"All is ripely quiet."
--Joan Anderson, A Year by the Sea
In an early stint of spring cleaning a few weeks ago, I cleared off the bulletin board in my bedroom, full as it was with favorite quotes, stick picture drawings, postcards and other relics that remind me of the things and people I love. I sorted through what I wanted to keep--things that whisper to me from the other side, items that remind me of what's deep and true and sacred to me--and put the rest away for safe keeping.
After the chosen few went back on the board, I moved them around a bit, deliberately leaving an open space for the next wave of inspiration. It was an act of faith.

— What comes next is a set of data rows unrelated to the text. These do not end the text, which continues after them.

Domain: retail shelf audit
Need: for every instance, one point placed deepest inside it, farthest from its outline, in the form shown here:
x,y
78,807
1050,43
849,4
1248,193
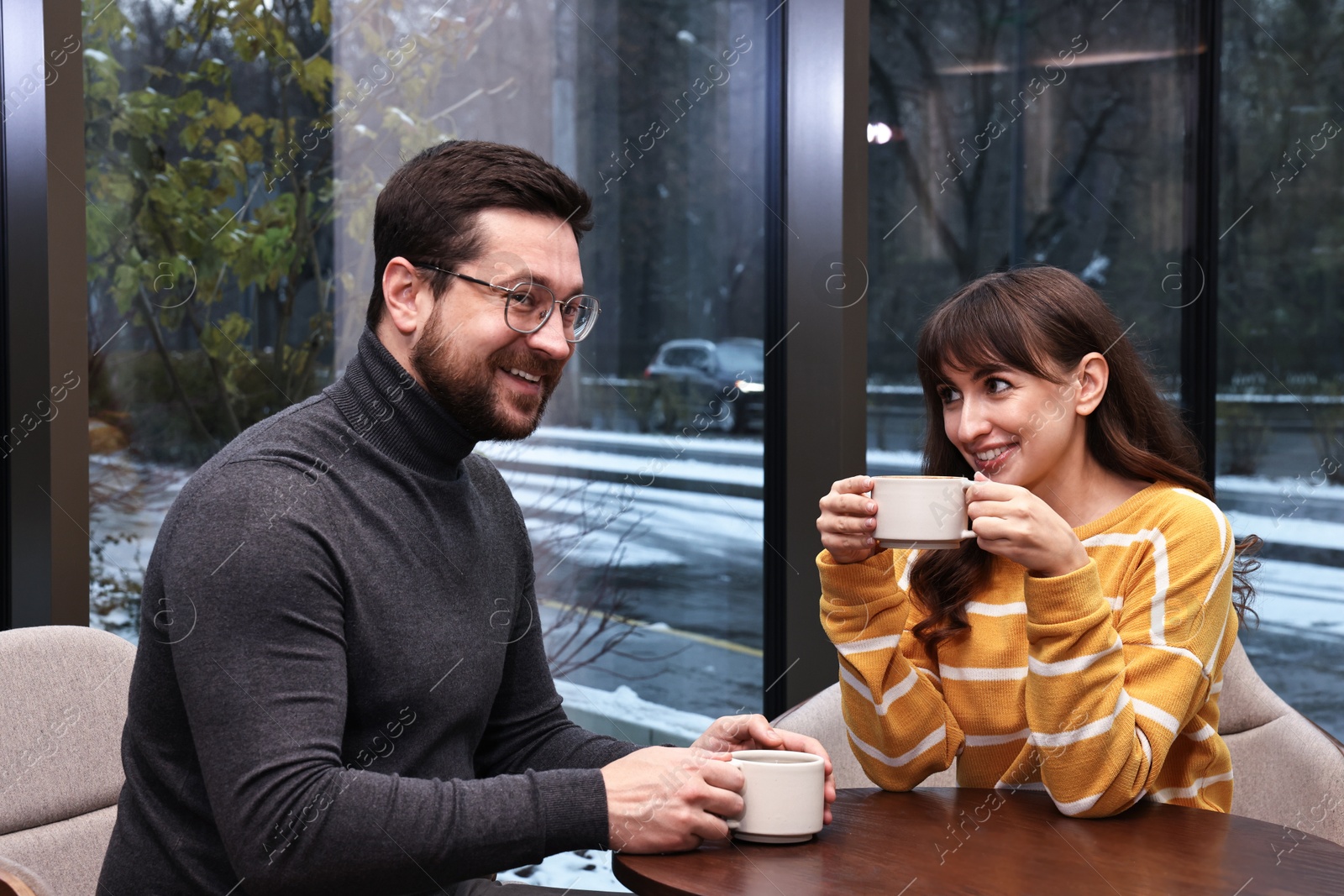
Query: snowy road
x,y
669,535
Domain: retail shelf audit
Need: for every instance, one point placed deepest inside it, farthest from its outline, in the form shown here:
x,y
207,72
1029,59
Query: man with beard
x,y
340,685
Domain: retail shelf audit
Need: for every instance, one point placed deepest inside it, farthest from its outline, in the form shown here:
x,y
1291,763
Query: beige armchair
x,y
1288,772
64,703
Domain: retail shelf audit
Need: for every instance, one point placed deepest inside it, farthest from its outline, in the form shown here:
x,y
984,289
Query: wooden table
x,y
960,840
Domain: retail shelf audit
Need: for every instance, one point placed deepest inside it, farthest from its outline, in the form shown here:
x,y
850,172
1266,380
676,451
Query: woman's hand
x,y
1014,523
848,517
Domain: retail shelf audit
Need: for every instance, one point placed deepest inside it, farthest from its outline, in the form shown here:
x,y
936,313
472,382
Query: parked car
x,y
722,380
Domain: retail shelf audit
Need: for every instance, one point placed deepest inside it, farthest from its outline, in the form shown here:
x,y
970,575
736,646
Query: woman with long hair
x,y
1077,642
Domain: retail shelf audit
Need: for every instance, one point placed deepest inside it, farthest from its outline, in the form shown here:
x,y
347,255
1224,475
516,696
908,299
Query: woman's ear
x,y
1092,375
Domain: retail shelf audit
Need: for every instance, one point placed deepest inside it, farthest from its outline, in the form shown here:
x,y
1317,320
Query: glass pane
x,y
233,170
1280,369
210,251
1050,136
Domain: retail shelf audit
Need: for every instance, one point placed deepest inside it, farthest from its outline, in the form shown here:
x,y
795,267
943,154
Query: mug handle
x,y
734,822
967,533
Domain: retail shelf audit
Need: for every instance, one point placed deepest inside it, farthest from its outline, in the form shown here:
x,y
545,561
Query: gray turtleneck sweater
x,y
340,685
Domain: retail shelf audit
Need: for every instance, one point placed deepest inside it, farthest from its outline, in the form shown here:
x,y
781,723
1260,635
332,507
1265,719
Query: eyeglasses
x,y
528,305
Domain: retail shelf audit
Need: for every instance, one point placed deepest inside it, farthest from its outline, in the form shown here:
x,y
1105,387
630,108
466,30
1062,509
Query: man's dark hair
x,y
428,210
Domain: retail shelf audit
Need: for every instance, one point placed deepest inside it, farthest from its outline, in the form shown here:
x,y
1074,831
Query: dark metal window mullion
x,y
1200,262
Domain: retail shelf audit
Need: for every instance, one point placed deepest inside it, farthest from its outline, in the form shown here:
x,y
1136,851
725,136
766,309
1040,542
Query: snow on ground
x,y
1299,598
655,443
582,869
593,523
628,712
1280,484
1290,530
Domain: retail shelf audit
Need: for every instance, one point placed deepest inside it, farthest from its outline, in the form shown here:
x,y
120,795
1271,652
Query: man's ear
x,y
401,296
1092,375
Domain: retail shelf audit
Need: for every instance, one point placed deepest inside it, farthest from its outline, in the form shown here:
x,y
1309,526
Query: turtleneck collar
x,y
391,411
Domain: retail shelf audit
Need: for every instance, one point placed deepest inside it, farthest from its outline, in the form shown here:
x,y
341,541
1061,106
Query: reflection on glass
x,y
1280,369
233,168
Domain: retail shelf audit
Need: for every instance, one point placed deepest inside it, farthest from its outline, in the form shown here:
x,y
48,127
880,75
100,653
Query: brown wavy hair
x,y
1043,322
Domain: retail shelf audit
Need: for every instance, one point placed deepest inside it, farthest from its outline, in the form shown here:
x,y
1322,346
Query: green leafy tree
x,y
187,212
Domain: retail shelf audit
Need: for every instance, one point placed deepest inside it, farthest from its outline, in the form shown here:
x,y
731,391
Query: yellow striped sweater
x,y
1101,684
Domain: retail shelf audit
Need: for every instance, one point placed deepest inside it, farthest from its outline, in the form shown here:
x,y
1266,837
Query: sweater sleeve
x,y
262,678
1105,701
898,720
528,727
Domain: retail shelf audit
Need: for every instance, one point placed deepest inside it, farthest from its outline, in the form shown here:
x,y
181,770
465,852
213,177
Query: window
x,y
1061,136
282,123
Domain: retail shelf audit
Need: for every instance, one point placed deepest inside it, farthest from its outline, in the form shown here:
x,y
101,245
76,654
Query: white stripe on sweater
x,y
983,673
1179,652
1159,715
906,758
1203,732
1186,793
904,582
1218,647
893,694
1074,664
1077,806
1162,580
864,645
1090,730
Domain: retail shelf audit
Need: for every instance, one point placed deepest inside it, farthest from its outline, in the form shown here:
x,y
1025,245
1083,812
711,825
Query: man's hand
x,y
664,799
1014,523
730,734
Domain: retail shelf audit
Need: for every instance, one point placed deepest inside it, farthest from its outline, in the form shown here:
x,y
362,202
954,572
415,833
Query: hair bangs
x,y
979,329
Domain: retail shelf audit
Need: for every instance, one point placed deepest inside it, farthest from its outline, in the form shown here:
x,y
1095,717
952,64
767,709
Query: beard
x,y
468,390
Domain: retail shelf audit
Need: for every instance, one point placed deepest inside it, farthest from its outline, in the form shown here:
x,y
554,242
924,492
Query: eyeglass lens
x,y
530,307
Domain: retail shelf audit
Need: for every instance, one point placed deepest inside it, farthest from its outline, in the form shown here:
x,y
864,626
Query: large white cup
x,y
927,512
785,795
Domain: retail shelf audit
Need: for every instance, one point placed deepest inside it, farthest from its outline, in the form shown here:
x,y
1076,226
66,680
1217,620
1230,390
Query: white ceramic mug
x,y
785,795
927,512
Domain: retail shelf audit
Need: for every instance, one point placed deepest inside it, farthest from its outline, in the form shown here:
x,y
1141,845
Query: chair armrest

I sometimes fear the river of creativity has dried up whenever I am in an emotional drought, and I needed a visual reminder that I would yet uncover other trinkets of beauty, moments of synchronicity, further nourishment.
I've been taking pictures of open spaces lately. Seeing the world this way takes my heart back to a place of magic. I try to capture of glimmer of something pretty as a I snap a shot, but what really moves me is what is just outside the borders, what can't be seen. I'm delighted by the notion that my walk through the park, a quick shot of my front yard, a lazy day at the beach, can hint at the possibility of an enchanted forest, a secret garden, a deserted island.
It's exactly how I feel about my life right now. I like what's in the picture, but I'm most invigorated by the possibility of what's not in the shot.